Everything Is Recorded is a project by XL Recordings' boss Richard Russell.
Everything Is Recorded is a project by XL Recordings' boss Richard Russell.PHOTO: XL RECORDINGS

The name Everything Is Recorded will not ring a bell, but music aficionados may be familiar with the acts signed by Richard Russell, the honcho of the British independent label, XL Recordings.

The 45-year-old is the visionary label founder, musician and producer who has a knack for talent-scouting, taking on board Adele (now its biggest-selling star), as well as Jack White, Vampire Weekend, Sigur Ros, M.I.A. and Radiohead.

Everything Is Recorded is his latest collaborative project, coming after his stellar production work on Damon Albarn's solo album Everyday Robots (2014) and the last and final album by American soul and jazz poet Gil Scott-Heron, I'm New Here (2010).

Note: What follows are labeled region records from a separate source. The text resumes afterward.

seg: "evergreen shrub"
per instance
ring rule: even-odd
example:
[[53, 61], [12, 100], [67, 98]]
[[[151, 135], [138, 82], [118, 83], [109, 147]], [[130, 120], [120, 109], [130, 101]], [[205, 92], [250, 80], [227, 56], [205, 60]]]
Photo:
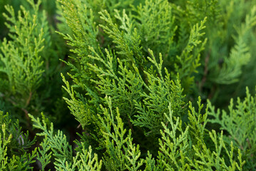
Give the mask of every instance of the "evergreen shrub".
[[255, 4], [0, 1], [0, 170], [256, 170]]

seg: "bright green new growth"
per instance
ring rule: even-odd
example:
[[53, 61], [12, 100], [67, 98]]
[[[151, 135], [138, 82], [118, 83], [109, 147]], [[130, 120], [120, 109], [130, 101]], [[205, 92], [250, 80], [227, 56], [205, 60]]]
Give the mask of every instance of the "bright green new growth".
[[[40, 56], [45, 39], [48, 38], [46, 15], [39, 15], [40, 1], [36, 5], [33, 1], [28, 1], [33, 10], [29, 11], [21, 6], [18, 16], [15, 16], [14, 9], [6, 6], [8, 14], [4, 16], [10, 30], [11, 41], [6, 38], [1, 43], [0, 54], [0, 72], [6, 74], [1, 77], [1, 88], [5, 88], [10, 96], [22, 98], [11, 99], [18, 106], [28, 105], [31, 96], [40, 86], [43, 73], [43, 61]], [[39, 18], [40, 17], [40, 18]], [[39, 24], [41, 23], [42, 25]]]
[[[0, 170], [256, 169], [255, 93], [247, 88], [245, 100], [231, 100], [228, 113], [212, 105], [225, 108], [230, 92], [243, 94], [237, 81], [256, 62], [255, 2], [27, 0], [17, 11], [6, 6]], [[56, 14], [43, 10], [54, 3]], [[30, 135], [14, 122], [24, 113], [21, 124]]]

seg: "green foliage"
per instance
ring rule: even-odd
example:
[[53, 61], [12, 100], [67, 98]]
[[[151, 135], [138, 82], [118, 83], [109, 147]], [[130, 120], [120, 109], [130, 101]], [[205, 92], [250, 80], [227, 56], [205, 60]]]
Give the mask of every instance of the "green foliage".
[[[214, 106], [210, 105], [209, 115], [213, 116], [210, 120], [211, 123], [220, 124], [220, 129], [227, 132], [226, 141], [232, 140], [234, 145], [241, 150], [249, 169], [255, 167], [256, 98], [250, 94], [248, 88], [244, 100], [237, 98], [235, 107], [231, 99], [228, 114], [225, 110], [221, 113], [219, 109], [215, 111]], [[208, 103], [210, 104], [210, 101]]]
[[255, 170], [255, 2], [1, 1], [0, 170]]

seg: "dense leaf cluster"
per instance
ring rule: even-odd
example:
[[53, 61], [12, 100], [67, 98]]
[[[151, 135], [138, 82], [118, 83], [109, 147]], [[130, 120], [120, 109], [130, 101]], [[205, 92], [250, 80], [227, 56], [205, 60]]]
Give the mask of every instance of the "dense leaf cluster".
[[255, 3], [1, 1], [0, 170], [255, 170]]

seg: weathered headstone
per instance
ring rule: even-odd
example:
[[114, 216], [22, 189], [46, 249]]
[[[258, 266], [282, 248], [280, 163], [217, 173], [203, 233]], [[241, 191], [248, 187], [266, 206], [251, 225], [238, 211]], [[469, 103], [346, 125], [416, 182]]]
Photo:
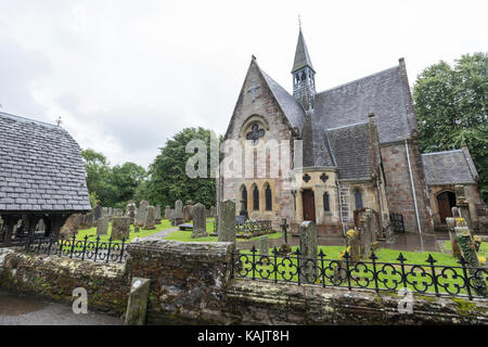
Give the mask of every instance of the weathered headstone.
[[191, 221], [193, 219], [193, 206], [187, 205], [183, 207], [183, 221]]
[[261, 256], [269, 255], [269, 239], [267, 235], [259, 236], [257, 240], [257, 250]]
[[219, 204], [217, 226], [219, 242], [235, 242], [235, 203], [233, 201], [228, 200]]
[[[79, 217], [79, 220], [81, 220], [81, 216]], [[39, 221], [37, 222], [35, 232], [39, 232], [39, 233], [46, 232], [46, 223], [42, 218], [39, 219]]]
[[136, 221], [136, 204], [132, 200], [127, 204], [127, 217], [130, 218], [130, 223], [133, 224]]
[[183, 203], [181, 200], [175, 202], [175, 226], [183, 223]]
[[100, 218], [102, 218], [102, 206], [97, 205], [93, 207], [93, 223], [97, 223]]
[[165, 207], [165, 219], [170, 219], [171, 207], [166, 206]]
[[216, 209], [215, 206], [210, 206], [210, 217], [215, 218], [216, 217]]
[[154, 223], [160, 224], [160, 206], [156, 205], [154, 209]]
[[473, 223], [471, 220], [470, 204], [467, 203], [466, 194], [464, 192], [464, 185], [457, 184], [454, 187], [454, 191], [455, 206], [458, 206], [461, 217], [466, 221], [467, 228], [470, 229], [470, 234], [473, 237]]
[[141, 201], [138, 208], [138, 216], [136, 218], [136, 226], [142, 227], [145, 221], [145, 211], [147, 209], [149, 202], [146, 200]]
[[205, 218], [205, 206], [196, 204], [193, 206], [193, 233], [192, 239], [208, 236], [207, 221]]
[[354, 229], [349, 229], [346, 232], [346, 250], [348, 252], [350, 259], [354, 261], [358, 261], [361, 259], [361, 243], [359, 240], [359, 232], [354, 230]]
[[102, 217], [97, 221], [97, 235], [106, 235], [108, 233], [110, 217]]
[[318, 239], [316, 223], [306, 220], [300, 224], [300, 281], [314, 283], [317, 278]]
[[69, 237], [76, 235], [79, 229], [79, 217], [80, 215], [77, 214], [70, 215], [64, 222], [64, 226], [61, 227], [60, 236]]
[[147, 206], [147, 209], [145, 211], [144, 226], [142, 227], [143, 230], [156, 229], [154, 224], [154, 206]]
[[129, 239], [130, 235], [130, 218], [129, 217], [112, 217], [112, 240]]
[[[455, 215], [453, 214], [453, 216]], [[455, 239], [455, 218], [446, 218], [446, 223], [448, 226], [449, 239], [451, 241], [451, 255], [454, 258], [459, 258], [461, 256], [461, 249], [459, 248], [458, 240]]]
[[127, 303], [125, 325], [144, 325], [151, 280], [133, 278]]

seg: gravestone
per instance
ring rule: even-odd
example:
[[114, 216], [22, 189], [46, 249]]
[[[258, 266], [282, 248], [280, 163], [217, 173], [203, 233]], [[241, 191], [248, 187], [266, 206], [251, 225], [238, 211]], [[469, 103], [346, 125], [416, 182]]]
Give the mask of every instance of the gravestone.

Close But Not Quite is the first release under this project and a perfect taster for Russell's forward- looking aesthetics and a showcase of new signees under his label.

Appropriately, the title track is a duet between generations, a continuum that connects the invisible dots.

Rising British soul star Sampha takes centre stage, all the more intriguing considering the singer's reluctance to be in the limelight.



    Everything Is Recorded

    XL Recordings

    4/5 stars

"I'm not one to go to church/But you made me believe in something more than hurt," he sings, opening his heart up over delicate ivories and softly paddled drums.

His fragile falsetto seamlessly blends into that of the late American soul legend Curtis Mayfield, whose 1970s classic song, The Makings Of You, provides the emotional fulcrum for the track.

"Of these words I've tried to recite/They are close but not quite," Mayfield croons, to which Sampha replies: "I'm so misunderstood."

It is a dialogue between two men who would never meet and now are connected through the same vulnerability.

The same principle applies to Early This Morning, which takes its title from a sample from Scott- Heron's song, Me And The Devil. London rapper Giggs moans about race and the war between good and evil in an ominous salvo of urban anomie.

Scott-Heron comes in mid-way, intoning: "Early this morning/ When you knocked upon my door/And I said: 'Hello Satan/I believe it's time to go'."

Elsewhere, Russell corrals London experimental electronic artist Obongjayar and Australian veteran Warren Ellis from Nick Cave And The Bad Seeds for a creepy, apocalyptic vision in Washed Up On The Shores.

The alternative R&B doozie D'elusion features a motley crew comprising Infinite, soul singer and son of rapper Ghostface Killah; Major Lazer singer-dancer Mela Murder; and Green Gartside of British cult synth-pop band Scritti Politti.

Russell said in a recent interview: "I'm drawn to uncompromising people... I'm drawn to people who have their way of doing things that they're willing to put themselves on the line for."

Based on this EP, one can expect more intriguing output in the coming months.